Students at QU Benefitting from Emotional Support Animals

By Travis Richmiller

After having a hard day at school, while heading back to your dorm room, have you ever had the urge to be greeted by your favorite pet? But as you wish this would come true you think to yourself, “I can’t possibly bring my pet on campus and have him live in the dorms with me.” Well that’s not necessarily the case.

According to the American’s Disability Act, if you are a student that is struggling emotionally, and have the right documentation from a health care professional, you are allowed to have your very own pet on campus. These pets are referred to as emotional support animals.

Christine Tracy, director of the Student Success Center, is the person you would have to speak to about getting permission to have your emotional support animal on campus. Tracy will need to see documentation from a healthcare professional. Once that is completed she will notify housing and your animal is allowed to stay with you on campus.

Tracy has noticed good things come from students that have their very own furry companion on campus.

“Everyone who has brought in an emotional support animal has done well academically and socially,” Tracy stated.

Freshman nursing student, Haylee Martin, has her dog, Ava, as her emotional support animal. Unfortunately for Martin, her family dog that she’d had since she was little had recently passed away. It was hard on her and her family. So before she left for school she found Ava through a Facebook post, and received the right documentation to have her on campus with her.

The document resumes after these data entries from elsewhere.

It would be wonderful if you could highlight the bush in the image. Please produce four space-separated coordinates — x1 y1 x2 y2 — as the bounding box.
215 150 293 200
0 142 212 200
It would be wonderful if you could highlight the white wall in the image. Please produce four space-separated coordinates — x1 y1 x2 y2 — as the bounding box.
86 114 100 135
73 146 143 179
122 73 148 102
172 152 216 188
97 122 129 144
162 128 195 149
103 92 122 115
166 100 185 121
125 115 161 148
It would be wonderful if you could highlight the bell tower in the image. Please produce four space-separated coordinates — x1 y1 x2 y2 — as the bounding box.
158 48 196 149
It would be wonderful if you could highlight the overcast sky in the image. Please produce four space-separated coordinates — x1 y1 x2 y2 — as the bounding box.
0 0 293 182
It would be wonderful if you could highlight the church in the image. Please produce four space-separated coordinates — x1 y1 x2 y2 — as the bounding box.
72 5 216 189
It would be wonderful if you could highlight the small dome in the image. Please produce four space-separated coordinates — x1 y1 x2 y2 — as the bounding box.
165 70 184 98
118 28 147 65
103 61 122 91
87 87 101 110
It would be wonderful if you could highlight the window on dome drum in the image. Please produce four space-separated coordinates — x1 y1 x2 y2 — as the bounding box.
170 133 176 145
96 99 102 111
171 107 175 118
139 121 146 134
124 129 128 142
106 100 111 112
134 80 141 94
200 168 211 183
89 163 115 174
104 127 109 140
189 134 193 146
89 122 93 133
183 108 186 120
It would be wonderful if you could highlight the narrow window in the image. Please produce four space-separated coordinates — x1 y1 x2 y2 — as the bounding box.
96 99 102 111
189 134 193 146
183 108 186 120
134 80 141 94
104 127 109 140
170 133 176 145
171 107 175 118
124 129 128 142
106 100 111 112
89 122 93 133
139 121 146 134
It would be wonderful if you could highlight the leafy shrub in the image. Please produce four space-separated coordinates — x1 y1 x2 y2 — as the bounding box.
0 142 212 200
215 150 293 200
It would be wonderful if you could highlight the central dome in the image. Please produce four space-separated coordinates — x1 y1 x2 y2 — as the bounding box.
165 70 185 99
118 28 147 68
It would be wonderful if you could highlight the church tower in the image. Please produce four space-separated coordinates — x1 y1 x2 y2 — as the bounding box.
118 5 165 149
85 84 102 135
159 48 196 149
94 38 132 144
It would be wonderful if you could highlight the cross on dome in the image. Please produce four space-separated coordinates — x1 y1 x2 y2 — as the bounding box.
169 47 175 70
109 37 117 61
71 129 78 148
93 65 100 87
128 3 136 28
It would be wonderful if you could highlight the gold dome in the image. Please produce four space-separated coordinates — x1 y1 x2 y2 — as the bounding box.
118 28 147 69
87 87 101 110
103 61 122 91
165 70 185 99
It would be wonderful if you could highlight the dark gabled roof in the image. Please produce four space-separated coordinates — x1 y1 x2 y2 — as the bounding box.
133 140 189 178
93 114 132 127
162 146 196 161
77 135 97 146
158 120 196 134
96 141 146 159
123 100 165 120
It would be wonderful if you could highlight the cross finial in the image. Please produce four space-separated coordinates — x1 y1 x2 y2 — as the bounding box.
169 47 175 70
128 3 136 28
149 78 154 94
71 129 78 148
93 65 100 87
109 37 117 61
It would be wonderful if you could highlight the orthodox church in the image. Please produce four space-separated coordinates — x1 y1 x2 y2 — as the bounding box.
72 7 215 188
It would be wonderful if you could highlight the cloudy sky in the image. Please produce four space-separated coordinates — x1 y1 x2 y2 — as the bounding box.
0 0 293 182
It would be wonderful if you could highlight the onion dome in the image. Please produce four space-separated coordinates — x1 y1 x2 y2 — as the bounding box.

Ava has helped Martin in many ways. She has noticed that Ava has been a major stress reliever.

“She is good at detecting when I’m not feeling the greatest,” Martin said, “and she’ll love up on me when I’m feeling down, and I pet her and she instantly makes me happy.”

Martin believes that it is a good idea to allow students to have their emotional support animal accompany them on campus, and has noticed a lot of benefit from it.

“Having Ava to come back to is reassuring after a long day,” Martin stated.